To say I am a novice when it comes to snow blowers is an understatement. My barber (whom I trust) has offered to sell me his one year old, 6HP-two stage snow blower for $700. It has only been used a couple of times-am I getting a good deal? I've looked online as a reference point and I think I am getting a good deal, but I remain unsure. I really appreciate the help!


----------



## micah68kj (Oct 8, 2011)

https://youtu.be/wFOVWb_QP5khttps://youtu.be/wFOVWb_QP5k


dodgerfan1 said:


> Hello everyone,
> 
> To say I am a novice when it comes to snow blowers is an understatement. My barber (whom I trust) has offered to sell me his one year old, 6HP-two stage snow blower for $700. It has only been used a couple of times-am I getting a good deal? I've looked online as a reference point and I think I am getting a good deal, but I remain unsure. I really appreciate the help!


That may be a really good deal or you may be really getting messed over. The difference between same size blowers is very wide. What brand? How does it look?
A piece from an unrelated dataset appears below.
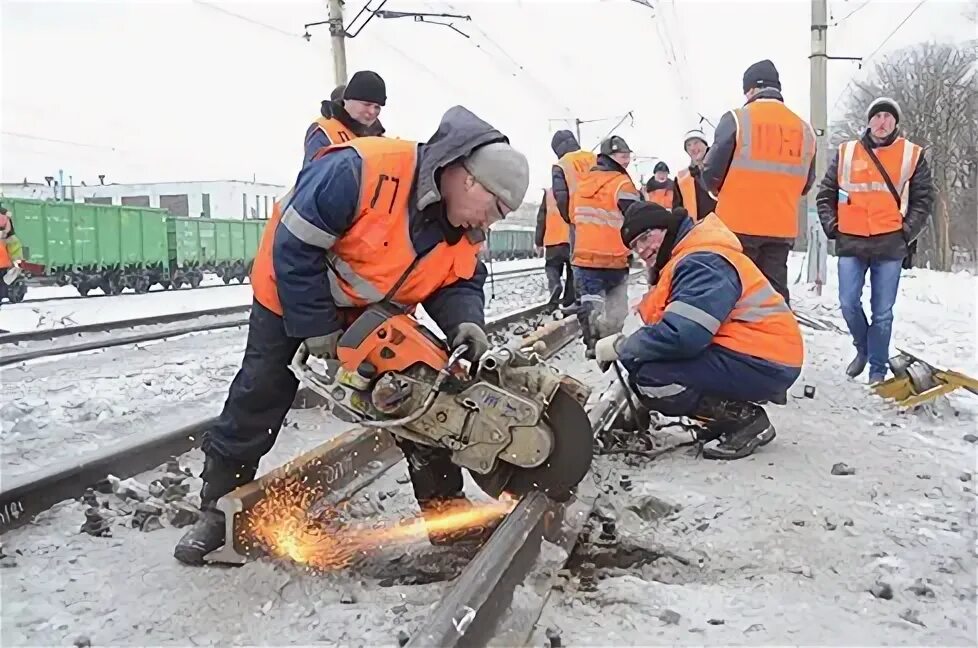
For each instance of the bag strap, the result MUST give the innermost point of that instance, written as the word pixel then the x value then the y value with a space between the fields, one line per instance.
pixel 886 177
Why is he selling a brand new blower?? Please watch this posted video up at the top before pulling the trigger on any blower.


----------



## Kiss4aFrog (Nov 3, 2013)

:welcome: to SBF dodgerfan1


----------



## nwcove (Mar 2, 2015)

micah68kj said:


> https://youtu.be/wFOVWb_QP5khttps://youtu.be/wFOVWb_QP5k
> 
> That may be a really good deal or you may be really getting messed over. The difference between same size blowers is very wide. What brand? How does it look? Why is he selling a brand new blower?? Please watch this posted video upmat the top before pulling the trigger on any blower.


the post title says Toro...but pics or a model # would be nice.


----------